CSV to RDataFrame

b_h · September 6, 2018, 7:38am

Hello,

I tried to read in a csv file using: auto tdf = ROOT::RDF::MakeCsvDataFrame("data.csv"); but it did not work. I looked around and it seems that RDataFrame cannot exponential formated data from a csv file, i.e. 1.3e6, 1.4e4,1e4 is read in as three strings instead of three doubles.

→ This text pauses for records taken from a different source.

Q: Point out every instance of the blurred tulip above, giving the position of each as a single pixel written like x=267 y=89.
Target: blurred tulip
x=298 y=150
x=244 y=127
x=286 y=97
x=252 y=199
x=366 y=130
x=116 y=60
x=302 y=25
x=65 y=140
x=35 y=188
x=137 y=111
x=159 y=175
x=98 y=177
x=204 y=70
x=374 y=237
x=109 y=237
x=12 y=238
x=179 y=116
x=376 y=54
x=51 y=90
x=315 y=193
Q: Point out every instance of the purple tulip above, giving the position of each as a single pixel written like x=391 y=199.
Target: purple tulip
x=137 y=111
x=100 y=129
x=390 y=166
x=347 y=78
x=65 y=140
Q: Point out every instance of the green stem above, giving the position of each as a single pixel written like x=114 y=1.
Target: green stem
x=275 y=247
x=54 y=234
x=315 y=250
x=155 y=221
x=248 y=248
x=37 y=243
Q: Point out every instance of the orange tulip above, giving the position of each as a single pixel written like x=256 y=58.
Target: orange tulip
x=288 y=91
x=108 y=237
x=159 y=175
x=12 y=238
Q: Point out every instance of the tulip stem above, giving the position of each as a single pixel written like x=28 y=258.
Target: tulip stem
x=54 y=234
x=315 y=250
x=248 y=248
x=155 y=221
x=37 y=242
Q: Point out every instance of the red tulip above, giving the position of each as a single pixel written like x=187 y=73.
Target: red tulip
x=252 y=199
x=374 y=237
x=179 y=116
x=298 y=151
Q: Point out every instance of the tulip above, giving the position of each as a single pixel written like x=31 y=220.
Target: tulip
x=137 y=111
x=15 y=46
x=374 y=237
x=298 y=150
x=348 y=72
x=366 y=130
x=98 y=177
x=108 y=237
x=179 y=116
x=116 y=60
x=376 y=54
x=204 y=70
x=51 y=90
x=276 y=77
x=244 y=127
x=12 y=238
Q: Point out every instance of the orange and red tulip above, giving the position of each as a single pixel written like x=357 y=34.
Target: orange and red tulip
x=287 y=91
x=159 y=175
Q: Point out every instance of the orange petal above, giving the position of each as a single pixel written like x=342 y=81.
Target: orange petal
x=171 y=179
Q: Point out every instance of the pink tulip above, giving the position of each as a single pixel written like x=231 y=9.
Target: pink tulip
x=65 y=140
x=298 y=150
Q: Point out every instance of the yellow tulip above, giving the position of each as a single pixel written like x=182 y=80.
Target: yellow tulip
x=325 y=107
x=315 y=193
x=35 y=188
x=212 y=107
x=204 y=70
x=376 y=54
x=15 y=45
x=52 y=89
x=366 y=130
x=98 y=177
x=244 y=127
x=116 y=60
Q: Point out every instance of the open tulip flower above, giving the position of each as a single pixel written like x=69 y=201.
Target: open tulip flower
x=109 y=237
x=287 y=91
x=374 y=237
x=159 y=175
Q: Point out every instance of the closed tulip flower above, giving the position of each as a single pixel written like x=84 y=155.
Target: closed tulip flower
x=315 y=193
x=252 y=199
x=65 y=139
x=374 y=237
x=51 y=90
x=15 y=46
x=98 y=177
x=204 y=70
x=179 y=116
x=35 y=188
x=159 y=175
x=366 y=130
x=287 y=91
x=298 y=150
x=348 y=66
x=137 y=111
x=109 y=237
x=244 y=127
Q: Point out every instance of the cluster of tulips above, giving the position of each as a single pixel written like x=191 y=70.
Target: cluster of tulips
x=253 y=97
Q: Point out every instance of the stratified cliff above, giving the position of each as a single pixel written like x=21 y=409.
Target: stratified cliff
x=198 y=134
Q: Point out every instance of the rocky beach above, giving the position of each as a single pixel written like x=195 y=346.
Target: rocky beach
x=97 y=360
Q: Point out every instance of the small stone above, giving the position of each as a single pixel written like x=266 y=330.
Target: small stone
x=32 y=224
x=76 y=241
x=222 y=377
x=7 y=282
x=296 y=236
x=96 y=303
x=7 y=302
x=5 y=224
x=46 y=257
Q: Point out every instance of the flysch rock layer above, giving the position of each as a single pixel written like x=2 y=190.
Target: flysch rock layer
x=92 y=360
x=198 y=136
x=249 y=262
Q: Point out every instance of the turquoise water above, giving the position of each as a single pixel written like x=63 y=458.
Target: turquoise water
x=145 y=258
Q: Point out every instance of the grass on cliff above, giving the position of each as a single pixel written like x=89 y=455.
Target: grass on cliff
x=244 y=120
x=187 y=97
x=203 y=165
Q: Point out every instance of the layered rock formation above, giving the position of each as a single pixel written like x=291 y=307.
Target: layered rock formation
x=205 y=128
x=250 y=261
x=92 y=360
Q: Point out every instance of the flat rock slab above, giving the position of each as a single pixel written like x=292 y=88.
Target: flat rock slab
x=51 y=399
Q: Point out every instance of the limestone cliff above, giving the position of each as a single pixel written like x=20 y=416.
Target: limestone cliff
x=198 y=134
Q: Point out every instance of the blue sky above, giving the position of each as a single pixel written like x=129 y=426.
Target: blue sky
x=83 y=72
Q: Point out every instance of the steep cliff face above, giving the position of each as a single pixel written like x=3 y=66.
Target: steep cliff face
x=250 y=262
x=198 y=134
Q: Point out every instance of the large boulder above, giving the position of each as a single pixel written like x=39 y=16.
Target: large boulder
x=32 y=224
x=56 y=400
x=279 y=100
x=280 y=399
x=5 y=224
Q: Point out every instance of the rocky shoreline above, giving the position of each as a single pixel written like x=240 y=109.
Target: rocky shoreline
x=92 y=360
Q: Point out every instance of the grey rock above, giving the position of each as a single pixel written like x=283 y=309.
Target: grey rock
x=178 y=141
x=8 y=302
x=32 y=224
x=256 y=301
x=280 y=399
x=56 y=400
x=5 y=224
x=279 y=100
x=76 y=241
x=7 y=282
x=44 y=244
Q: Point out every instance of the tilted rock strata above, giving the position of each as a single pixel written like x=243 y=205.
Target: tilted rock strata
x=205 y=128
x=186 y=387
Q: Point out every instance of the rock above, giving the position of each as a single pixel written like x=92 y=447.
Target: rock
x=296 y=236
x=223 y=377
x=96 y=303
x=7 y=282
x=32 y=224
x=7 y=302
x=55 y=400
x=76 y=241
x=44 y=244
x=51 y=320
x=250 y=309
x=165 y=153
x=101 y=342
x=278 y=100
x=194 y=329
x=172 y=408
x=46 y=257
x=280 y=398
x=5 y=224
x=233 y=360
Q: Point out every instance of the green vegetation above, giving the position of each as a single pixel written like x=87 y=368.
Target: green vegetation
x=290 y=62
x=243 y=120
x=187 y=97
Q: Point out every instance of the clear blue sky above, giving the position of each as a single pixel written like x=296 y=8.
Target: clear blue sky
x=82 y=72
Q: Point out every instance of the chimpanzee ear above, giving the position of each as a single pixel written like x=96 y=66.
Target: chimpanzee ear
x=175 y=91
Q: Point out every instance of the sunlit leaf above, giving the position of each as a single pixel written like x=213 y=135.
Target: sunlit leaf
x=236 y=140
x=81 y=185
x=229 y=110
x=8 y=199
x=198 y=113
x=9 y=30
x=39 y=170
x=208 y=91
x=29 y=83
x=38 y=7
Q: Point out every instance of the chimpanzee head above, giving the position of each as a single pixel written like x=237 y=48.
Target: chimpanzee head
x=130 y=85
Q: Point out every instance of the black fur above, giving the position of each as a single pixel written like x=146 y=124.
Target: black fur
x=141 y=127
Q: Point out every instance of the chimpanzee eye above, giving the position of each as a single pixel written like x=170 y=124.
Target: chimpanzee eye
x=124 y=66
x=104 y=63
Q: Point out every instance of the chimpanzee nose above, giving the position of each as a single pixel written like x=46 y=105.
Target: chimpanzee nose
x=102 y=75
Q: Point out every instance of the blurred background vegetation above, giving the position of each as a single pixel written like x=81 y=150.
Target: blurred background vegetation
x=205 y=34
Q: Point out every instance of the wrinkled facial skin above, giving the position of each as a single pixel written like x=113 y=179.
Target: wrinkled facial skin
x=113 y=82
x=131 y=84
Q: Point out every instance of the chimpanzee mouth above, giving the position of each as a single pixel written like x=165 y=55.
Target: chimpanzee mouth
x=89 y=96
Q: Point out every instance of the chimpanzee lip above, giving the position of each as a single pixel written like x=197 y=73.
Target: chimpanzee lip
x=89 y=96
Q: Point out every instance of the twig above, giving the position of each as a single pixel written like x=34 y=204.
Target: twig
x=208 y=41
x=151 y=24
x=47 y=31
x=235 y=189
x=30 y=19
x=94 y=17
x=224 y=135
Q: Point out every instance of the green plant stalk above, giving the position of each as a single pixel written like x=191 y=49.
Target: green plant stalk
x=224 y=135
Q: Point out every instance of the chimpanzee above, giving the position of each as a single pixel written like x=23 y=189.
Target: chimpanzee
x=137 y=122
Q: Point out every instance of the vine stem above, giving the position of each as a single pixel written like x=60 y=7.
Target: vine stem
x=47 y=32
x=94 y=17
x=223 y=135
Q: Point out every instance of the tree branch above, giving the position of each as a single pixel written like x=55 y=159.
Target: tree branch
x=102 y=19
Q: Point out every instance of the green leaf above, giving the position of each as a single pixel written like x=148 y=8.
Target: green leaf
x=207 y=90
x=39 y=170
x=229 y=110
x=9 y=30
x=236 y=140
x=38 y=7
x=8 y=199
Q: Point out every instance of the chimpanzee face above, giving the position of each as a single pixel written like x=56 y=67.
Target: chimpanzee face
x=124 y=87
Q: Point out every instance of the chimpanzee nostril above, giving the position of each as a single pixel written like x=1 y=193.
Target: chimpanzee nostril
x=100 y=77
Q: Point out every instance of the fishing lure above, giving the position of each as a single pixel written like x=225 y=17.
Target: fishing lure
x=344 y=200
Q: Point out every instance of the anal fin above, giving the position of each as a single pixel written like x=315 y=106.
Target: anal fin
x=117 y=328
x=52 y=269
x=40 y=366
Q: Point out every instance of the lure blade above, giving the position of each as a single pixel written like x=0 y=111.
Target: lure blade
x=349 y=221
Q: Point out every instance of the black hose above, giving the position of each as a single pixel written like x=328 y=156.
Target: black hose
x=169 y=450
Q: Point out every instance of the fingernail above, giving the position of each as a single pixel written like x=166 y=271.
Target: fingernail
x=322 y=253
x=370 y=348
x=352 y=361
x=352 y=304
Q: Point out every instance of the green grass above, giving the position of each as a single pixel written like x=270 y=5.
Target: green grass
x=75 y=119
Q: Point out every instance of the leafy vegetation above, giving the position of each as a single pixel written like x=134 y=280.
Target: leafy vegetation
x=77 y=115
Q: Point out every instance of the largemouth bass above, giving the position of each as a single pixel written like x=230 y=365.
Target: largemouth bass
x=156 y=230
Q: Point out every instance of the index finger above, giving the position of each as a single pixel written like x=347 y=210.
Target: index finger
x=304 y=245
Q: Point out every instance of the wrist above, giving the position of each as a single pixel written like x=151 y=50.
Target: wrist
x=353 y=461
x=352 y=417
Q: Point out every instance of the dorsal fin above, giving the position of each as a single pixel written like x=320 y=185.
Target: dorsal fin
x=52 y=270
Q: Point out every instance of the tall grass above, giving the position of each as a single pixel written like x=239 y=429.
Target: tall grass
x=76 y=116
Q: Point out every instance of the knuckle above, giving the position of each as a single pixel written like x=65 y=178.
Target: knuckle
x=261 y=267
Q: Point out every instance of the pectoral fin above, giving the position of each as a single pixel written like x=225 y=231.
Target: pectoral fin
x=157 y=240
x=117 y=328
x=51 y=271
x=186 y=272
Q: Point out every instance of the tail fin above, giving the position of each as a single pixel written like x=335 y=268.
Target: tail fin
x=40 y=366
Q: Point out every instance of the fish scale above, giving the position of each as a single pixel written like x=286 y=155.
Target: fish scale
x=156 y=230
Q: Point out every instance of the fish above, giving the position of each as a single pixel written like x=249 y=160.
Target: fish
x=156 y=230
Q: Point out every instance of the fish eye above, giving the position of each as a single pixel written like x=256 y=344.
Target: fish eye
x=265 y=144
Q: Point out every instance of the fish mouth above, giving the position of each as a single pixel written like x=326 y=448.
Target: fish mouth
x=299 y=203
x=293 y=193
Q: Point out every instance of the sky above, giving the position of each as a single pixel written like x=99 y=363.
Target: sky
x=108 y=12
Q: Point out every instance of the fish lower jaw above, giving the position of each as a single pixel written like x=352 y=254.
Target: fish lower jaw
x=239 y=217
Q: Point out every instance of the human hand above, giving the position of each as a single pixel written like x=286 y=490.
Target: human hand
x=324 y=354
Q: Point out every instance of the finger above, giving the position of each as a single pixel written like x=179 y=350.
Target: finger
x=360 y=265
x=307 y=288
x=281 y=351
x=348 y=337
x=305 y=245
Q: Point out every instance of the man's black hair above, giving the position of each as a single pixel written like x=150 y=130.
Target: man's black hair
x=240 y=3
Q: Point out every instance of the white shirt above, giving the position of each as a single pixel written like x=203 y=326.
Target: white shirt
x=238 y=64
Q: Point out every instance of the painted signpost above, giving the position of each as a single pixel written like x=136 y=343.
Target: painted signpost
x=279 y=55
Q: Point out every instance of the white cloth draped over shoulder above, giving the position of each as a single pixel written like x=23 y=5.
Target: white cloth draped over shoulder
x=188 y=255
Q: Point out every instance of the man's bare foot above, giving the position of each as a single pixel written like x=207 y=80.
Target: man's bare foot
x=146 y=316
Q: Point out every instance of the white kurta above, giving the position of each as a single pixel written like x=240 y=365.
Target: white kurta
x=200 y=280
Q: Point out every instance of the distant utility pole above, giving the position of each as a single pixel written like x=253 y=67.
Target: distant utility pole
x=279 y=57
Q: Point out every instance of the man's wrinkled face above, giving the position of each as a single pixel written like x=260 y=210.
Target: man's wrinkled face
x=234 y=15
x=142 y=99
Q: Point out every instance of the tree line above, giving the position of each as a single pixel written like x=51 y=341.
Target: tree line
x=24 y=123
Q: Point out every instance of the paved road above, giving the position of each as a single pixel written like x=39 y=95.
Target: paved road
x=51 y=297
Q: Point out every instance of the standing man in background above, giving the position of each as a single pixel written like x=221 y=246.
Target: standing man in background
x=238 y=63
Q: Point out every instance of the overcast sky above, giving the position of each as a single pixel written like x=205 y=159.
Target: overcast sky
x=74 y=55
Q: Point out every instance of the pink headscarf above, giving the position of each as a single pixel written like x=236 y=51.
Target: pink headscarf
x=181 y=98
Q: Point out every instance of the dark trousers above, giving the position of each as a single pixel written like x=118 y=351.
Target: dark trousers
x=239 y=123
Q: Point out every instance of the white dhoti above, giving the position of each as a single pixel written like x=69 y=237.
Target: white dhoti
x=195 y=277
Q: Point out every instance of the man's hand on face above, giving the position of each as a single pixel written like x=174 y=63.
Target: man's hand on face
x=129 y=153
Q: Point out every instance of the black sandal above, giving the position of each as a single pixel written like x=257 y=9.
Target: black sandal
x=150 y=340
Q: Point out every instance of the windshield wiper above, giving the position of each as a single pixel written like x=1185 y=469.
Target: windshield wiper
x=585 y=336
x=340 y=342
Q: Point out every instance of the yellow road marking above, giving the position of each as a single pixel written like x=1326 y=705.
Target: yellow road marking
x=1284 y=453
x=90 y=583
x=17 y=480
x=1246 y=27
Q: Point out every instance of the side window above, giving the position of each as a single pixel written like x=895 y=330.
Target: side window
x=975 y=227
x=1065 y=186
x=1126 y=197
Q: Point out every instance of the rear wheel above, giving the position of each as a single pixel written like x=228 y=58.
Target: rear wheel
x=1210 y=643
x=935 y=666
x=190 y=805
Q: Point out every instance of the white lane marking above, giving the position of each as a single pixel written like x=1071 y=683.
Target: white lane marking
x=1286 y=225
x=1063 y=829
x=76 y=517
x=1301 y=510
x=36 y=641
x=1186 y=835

Is that right and is someone working on this issue?

Thanks a lot!

ROOT Version: 6.14.04
Platform: Linux
Compiler: gcc

Danilo · September 6, 2018, 8:19am

Hi,

this must be a glitch in the type inference mechanism. We will fix it. Can you share the input file to be sure your usecase is addressed?

Thanks for reporting.

Cheers,
D

b_h · September 6, 2018, 10:25am

The first lines of my inputfile are:

percentage,press_uncalib,tracking_calib,dumb_calib
0.0,2.11e-8,8.59e-7,1.3e-5
1.0,3.63e-7,1.96e-5,0.9e.5
5.0,1.01e-6,5.62e-5,1.0e-5
10.0,1.82e-6,1.06e-4,1.2e-5

Danilo · September 6, 2018, 7:16pm

Hi,

while we implement and backport the fix, you can convert the csv to an equivalent one which will be processed by the csv source.
The python snippet to do this is the following:

import sys

lines = open(sys.argv[1]).readlines()
print lines[0],
for line in lines[1:]:
    sci_numbers = line[:-1].split(',')
    numbers = map(lambda x : "%.8f" %x, map(float, sci_numbers))
    print ",".join(numbers)

the invocation is

python convert.py myoriginal.csv >& converted.csv

The csv you pasted in the previous post contains perhaps a typo, i.e. 0.9e.5: could it be 0.9e-5?

I hope this unblocks you.

Cheers,
D

etejedor · September 7, 2018, 7:26am

Hi @Danilo,

Just to add on the complete answer of Danilo, I confirm that we currently do not support exponent syntax for the double type. For the record these are the current regexes:

"^[-+]?[0-9]+\\.[0-9]*$"
"^[-+]?[0-9]*\\.[0-9]+$"

Enric

b_h · September 7, 2018, 12:20pm

Thank you very much for your python script!
And indeed there was a typo in this specific file header I choose as example for your.

Thanks a lot for improving the root experience!

system · September 21, 2018, 12:20pm

This topic was automatically closed 14 days after the last reply. New replies are no longer allowed.